Hotel Tiefenbrunner is in the pedestrian centre and has a frescoed exterior. The property has a spa with small indoor pool, a children’s playground, and a pretty garden with a pond and jetty. It also houses the well-known Goldene Gams restaurant.
Q! Hotel Maria Theresia
Hotel Maria Theresia has a newly-built spa and its interior blends old with new. It’s set outside the pedestrian centre, but is a short walk away from the shops and restaurants. The Q! Hotel Maria Theresia is the official casino hotel of Casinos Austria.

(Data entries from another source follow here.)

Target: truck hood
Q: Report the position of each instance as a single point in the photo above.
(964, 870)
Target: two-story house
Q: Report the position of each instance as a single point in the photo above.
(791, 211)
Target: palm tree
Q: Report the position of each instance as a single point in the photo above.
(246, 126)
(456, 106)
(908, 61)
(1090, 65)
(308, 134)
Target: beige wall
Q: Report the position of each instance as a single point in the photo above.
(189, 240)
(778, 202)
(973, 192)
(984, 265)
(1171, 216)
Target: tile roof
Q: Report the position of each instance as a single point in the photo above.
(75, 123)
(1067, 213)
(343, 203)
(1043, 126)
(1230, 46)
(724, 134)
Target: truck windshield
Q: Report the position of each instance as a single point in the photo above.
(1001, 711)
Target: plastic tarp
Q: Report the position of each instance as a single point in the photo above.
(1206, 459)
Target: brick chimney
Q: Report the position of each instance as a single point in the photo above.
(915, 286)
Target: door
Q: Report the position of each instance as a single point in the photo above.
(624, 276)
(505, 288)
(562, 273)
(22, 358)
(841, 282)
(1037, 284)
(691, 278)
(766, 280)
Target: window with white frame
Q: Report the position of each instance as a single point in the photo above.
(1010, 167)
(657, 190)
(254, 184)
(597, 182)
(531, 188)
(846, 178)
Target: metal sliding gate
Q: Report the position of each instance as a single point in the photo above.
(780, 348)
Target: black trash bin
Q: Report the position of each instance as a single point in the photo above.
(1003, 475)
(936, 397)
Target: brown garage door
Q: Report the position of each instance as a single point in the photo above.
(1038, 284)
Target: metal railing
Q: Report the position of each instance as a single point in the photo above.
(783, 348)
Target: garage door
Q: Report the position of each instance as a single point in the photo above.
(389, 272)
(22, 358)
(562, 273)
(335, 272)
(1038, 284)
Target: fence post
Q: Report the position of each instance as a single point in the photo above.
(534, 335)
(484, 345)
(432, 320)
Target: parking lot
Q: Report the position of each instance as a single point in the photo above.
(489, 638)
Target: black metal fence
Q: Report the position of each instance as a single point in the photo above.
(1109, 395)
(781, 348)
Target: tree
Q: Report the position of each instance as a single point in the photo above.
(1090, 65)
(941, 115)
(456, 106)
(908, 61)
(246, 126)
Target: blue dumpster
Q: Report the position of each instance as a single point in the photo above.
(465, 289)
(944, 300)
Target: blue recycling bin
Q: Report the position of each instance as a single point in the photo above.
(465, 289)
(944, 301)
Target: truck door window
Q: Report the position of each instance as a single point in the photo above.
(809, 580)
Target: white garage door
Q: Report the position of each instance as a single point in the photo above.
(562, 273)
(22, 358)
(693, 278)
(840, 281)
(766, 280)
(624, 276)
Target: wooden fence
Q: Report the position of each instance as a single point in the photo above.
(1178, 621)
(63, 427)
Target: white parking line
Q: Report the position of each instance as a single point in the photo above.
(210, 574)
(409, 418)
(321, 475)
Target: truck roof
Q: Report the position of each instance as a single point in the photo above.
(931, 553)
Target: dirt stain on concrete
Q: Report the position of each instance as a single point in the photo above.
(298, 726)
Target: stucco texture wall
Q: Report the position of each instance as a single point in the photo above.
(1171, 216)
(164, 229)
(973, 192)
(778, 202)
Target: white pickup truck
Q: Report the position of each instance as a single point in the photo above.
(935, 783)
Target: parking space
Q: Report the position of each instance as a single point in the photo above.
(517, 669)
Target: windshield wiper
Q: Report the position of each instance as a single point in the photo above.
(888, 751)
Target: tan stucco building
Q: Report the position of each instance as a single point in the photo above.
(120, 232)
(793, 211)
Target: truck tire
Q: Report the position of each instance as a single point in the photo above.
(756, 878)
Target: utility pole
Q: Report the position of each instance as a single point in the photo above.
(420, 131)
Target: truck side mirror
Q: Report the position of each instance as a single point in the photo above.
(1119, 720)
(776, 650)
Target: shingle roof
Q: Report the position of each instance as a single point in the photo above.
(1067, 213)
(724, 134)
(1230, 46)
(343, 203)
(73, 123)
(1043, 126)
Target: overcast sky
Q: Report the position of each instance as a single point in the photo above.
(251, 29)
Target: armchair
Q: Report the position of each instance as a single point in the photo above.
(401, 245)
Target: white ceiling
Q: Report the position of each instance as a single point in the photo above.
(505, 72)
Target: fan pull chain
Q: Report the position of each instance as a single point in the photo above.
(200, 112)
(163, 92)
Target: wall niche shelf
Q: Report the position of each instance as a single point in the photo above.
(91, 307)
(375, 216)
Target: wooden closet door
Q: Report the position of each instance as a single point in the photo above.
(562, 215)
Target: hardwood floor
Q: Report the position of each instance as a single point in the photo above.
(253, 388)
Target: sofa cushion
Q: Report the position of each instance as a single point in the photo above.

Golfhotel Bruggerhof is outside town, next to the picturesque Schwarzsee, and is recommended for the quality of its food. The hotel has a tennis court and a mini golf course, a small spa and gym, a children’s pool. There’s free swimming in the Schwarzsee and there’s a bus stop is right outside the door.
The Golf Hotels
Sport Wellness Hotel Bichlhof
Sport-Wellnesshotel Bichlhof is adjacent to the Eichenheim Golf Course, which can be reached using the establishment’s own golf carts. It also has a day spa and offers treatments for both adults and children.
Golf & Ski Hotel Rasmushof
The family-run Hotel Rasmushof is a few minutes on foot from the town centre and set on the 9-hole Rasmushof golf course at the end of the Streif slope, where in winter the Hahnenkamm race takes place.
Where to Eat
There’s plenty of gourmet dining, with more than 70 eateries in town, and mountain huts such as Bichlalm and Seidlalm open during the summer months. However, in the wake of Covid the gastronomic scene doesn’t quite reach the stellar heights of the 2010s. The Tennerhof Gourmet & Spa de Charme Hotel has two chef’s toques from the Gault Millau guide, as does Lois Stern (for Asian cuisine) and the Neuwirt.
Other restaurants worth targeting in town include Jürgen Nentwich’s traditional Wirtshaus zum Rehkitz, which has one toque and 13 Gault Millau points, and Hotel Rasmushof (with Kitzbuhel’s largest wine cellar) at the bottom of the Streif, which has great food and a Tirolean atmosphere. 1st Lobster offers fresh fish and seafood, as well as Argentinian steak cooked on a hot stone. For good-value Austria cooking, try the Huberbrau-Stuberl and Restaurant Centro for delicious wood-fired pizzas.